Around 184 km and about five hours out, Harihareshwar is the more atmospheric of the two, a temple town wrapped around a headland. The Kalbhairav and Harihareshwar temples anchor it, and the pradakshina — a circular walk over the sea-worn rocks below the temple — is the thing people remember, especially at high tide when the waves come up hard. Shrivardhan, about 25 km and 40 minutes from Diveagar, sits between them with its own long beach and the Peshwa-era Laxminarayan temple. Tip: the MTDC (Maharashtra Tourism) resort at Harihareshwar is a reliable, well-placed stay with the sea on its doorstep — worth booking ahead on weekends.

Ganpatipule: for a longer break

The furthest of the lot, down in Ratnagiri district — count on 320-plus km and, realistically, six to nine hours depending on route and stops. That distance makes it a proper long weekend or a break-the-journey trip rather than a one-nighter, but the reward is one of the coast’s finest temple beaches. The swayambhu (self-manifested) Ganesh temple here is around 400 years old and unusual for facing west out to sea.
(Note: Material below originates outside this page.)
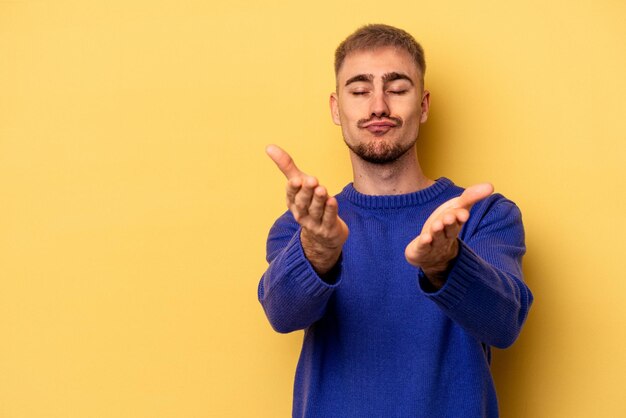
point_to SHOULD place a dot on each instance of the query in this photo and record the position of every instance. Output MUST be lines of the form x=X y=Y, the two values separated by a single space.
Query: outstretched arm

Tip: stay at the MTDC Ganpatipule beach resort — it’s a two-minute walk to the sand and about five minutes from the temple, with everything from AC rooms to bamboo huts. If you’re driving down, break the trip at Harihareshwar or Ganpatipule’s neighbouring beaches rather than doing it in one brutal push.

When to go

The whole coast reads the same way: October to March is the season, with pleasant weather and calm seas that keep the boats running. April and May turn hot and sticky. The monsoon, June to September, is heavy here — the sea currents get dangerous, ferries and fort boats suspend, and swimming is off — but if you only want green hills, empty sand and the drama of a grey Arabian Sea, and you’re happy to drive rather than sail, it has its own following.

FAQ

Which beach is best for a first trip from Mumbai? Alibaug, hands down — the ferry makes it painless, there’s a beach for every mood, and you can turn it into a day trip if a night away isn’t on.

Can I do any of these without a car? Alibaug, yes: catamaran to Mandwa plus the free bus, then autos locally. For Kashid, Murud, Diveagar, Harihareshwar and especially Ganpatipule, your own vehicle or a hired cab makes life far easier.

Is the Mandwa ferry running in the monsoon? The passenger catamarans from the Gateway usually stop from June to September. The M2M RoRo from Bhaucha Dhakka is the one that keeps sailing — check its schedule before you set out.

Which is best with young children? Nagaon (Alibaug) for water sports and Kashid for clean, gently shelving sand. Harihareshwar’s rocky pradakshina is better for older kids who can scramble.

Is Murud-Janjira worth the drive? If you like history and forts, absolutely — it’s the most memorable single sight on the coast. Pair it with a night at Kashid so it isn’t just a long day in the car.

How far ahead should I book? For weekends in season, book the ferry and your room a week or more out; the RoRo car slots and the MTDC resorts go early.

The bottom line

If you’ve never done it, start with Alibaug and the Mandwa ferry — it’s the shortest hop and the gentlest introduction. Once you’ve got the rhythm, Kashid and Murud-Janjira make the best next weekend, Diveagar and Harihareshwar reward a slower two nights, and Ganpatipule is the one to save for a long weekend when you fancy driving deeper into the Konkan. Whichever you pick, go between October and March, book ahead, and don’t over-plan — half the point of this coast is doing nothing at all with your feet in the sand.